By Cleve Moler, MathWorks
When I first heard about compressed sensing, I was skeptical. There were claims that it reduced the amount of data required to represent signals and images by huge factors and then restored the originals exactly. I knew from the Nyquist-Shannon sampling theorem that this is impossible. But after learning more about compressed sensing, I’ve come to realize that, under the right conditions, both the claims and the theorem are true.
The Nyquist-Shannon sampling theorem states that to restore a signal exactly and uniquely, you need to have sampled with at least twice its frequency. Of course, this theorem is still valid; if you skip one byte in a signal or image of white noise, you can’t restore the original. But most interesting signals and images are not white noise. When represented in terms of appropriate basis functions, such as trig functions or wavelets, many signals have relatively few non-zero coefficients. In compressed (or compressive) sensing terminology, they are sparse.
Naturally, the aspect of compressed sensing that first caught my attention was the underlying matrix computation.
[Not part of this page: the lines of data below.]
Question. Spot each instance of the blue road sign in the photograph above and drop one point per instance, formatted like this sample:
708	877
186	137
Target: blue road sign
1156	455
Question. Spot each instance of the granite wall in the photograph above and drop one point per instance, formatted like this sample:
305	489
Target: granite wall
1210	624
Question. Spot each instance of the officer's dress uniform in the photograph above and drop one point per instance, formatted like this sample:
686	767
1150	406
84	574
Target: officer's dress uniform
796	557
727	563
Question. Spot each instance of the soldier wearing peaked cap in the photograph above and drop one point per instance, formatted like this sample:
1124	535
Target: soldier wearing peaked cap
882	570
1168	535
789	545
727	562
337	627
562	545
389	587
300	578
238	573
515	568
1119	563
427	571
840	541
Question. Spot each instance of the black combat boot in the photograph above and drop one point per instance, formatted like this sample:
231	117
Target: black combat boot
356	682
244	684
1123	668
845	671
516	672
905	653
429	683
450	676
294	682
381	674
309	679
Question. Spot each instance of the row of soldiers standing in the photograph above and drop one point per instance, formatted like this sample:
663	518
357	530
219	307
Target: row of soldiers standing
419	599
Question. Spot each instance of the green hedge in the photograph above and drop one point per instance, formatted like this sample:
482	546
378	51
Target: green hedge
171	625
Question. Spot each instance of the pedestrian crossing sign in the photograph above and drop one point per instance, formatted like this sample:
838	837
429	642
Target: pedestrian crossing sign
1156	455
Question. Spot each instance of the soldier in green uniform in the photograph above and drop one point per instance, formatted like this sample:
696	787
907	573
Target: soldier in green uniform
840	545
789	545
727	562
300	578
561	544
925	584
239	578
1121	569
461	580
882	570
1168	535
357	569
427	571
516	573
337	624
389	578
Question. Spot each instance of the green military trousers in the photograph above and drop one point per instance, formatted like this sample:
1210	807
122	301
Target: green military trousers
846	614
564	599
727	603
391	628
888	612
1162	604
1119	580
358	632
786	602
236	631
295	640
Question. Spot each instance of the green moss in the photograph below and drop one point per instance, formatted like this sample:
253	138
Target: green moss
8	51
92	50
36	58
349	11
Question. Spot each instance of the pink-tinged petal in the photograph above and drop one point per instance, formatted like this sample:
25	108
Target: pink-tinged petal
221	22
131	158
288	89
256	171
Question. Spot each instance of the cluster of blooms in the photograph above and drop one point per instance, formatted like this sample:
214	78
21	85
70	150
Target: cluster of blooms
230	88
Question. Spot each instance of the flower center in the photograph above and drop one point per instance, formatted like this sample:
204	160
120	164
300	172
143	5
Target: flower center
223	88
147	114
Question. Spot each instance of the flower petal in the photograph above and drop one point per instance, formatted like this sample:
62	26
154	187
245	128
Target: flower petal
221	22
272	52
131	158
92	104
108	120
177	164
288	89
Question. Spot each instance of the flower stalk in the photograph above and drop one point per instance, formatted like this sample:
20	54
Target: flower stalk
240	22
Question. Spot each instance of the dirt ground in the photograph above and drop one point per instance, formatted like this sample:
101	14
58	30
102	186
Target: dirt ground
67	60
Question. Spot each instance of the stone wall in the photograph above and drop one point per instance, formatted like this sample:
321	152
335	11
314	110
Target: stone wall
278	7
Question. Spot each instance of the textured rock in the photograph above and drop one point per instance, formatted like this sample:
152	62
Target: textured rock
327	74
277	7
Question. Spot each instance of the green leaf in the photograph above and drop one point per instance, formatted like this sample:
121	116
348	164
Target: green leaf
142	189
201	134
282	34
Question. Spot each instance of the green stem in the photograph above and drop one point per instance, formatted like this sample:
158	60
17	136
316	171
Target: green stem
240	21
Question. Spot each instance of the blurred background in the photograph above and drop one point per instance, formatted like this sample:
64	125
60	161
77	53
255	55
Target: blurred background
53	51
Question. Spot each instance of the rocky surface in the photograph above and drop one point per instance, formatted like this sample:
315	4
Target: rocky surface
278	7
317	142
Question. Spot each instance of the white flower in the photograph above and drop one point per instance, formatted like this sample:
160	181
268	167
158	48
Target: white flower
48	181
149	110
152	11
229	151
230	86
A raw signal or image can be regarded as a vector \(f\) with millions of components. We assume that \(f\) can be represented as a linear combination of certain basis functions:
\[f = \Psi c\]
The basis functions must be suited to a particular application. In our example, \(\Psi\) is the discrete cosine transform. We also assume that most of the coefficients \(c\) are effectively zero, so that \(c\) is sparse. Sampling the signal involves another linear operator,
\[b = \Phi f\]
In our example, \(b\) is a few random samples of \(f\), so \(\Phi\) is a subset of the rows of the identity operator. But more complicated sampling operators are possible.
To reconstruct the signal, we must try to recover the coefficients by solving
\[Ax = b\text{, where }A = \Phi \Psi\]
Once we have the coefficients, we can recover the signal itself by computing
\[f \approx \Psi x\]
Since this is a compression, \(A\) is rectangular, with many more columns than rows. Computing the coefficients \(x\) involves solving an underdetermined system of simultaneous linear equations, \(Ax = b\). In this situation, there are many more unknowns than equations. The key to the almost magical reconstruction process is to impose a nonlinear regularization involving the \(\ell_{1}\) (that’s “ell-sub-1”) norm.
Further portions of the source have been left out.